Get yourself to Tokyo this Halloween.

There is, undoubtedly, no better place than Tokyo to be this Halloween. The long-standing Japanese love of dressing up is combined with an unbridled national imagination to create an explosion of weirdness that would be impossible to find in any other country in the world, least of all blinkered England. There is, you find, as you traverse the realms of strangeness in the streets of Tokyo, no limit to the bizarrities there. Where English (well, American) Halloweens follow something of a trick-or-treating, face-painting, friendly-neighbourhood formula, the Japanese let their imaginations dictate them, often to unsettling effect. It is this disregard for the limits of spookiness that make Japanese horror films the most disturbing in the world.

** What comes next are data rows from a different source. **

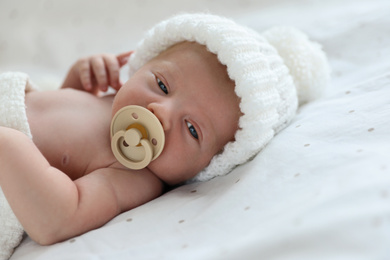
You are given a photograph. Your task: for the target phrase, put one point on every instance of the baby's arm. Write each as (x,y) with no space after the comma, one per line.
(96,72)
(50,206)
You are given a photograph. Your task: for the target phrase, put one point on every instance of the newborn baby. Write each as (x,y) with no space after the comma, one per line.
(220,91)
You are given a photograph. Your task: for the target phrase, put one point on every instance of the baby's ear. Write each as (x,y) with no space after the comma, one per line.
(123,58)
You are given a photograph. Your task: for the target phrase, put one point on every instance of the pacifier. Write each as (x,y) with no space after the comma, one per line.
(137,137)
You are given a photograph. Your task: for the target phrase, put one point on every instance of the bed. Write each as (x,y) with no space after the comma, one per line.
(319,190)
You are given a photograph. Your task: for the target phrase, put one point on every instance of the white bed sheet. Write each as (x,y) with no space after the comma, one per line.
(319,190)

And the Japanese delight in their overreaching imaginations, nurturing a near-schizophrenic tendency to swing from happy, school-girl fun, to mind-boggling darkness. Take, for example, this horror film from the seventies, 'House' is so absurdly whimsical, and somehow summing up all that is fun and strange about contemporary Japanese culture. There are laughing heads, floating, piano-playing fingers, and vomiting cat paintings, together with cheerful campers, and beautiful, bathing young ladies. Forget the Hollywood happy ending; these are the types of films we should be watching.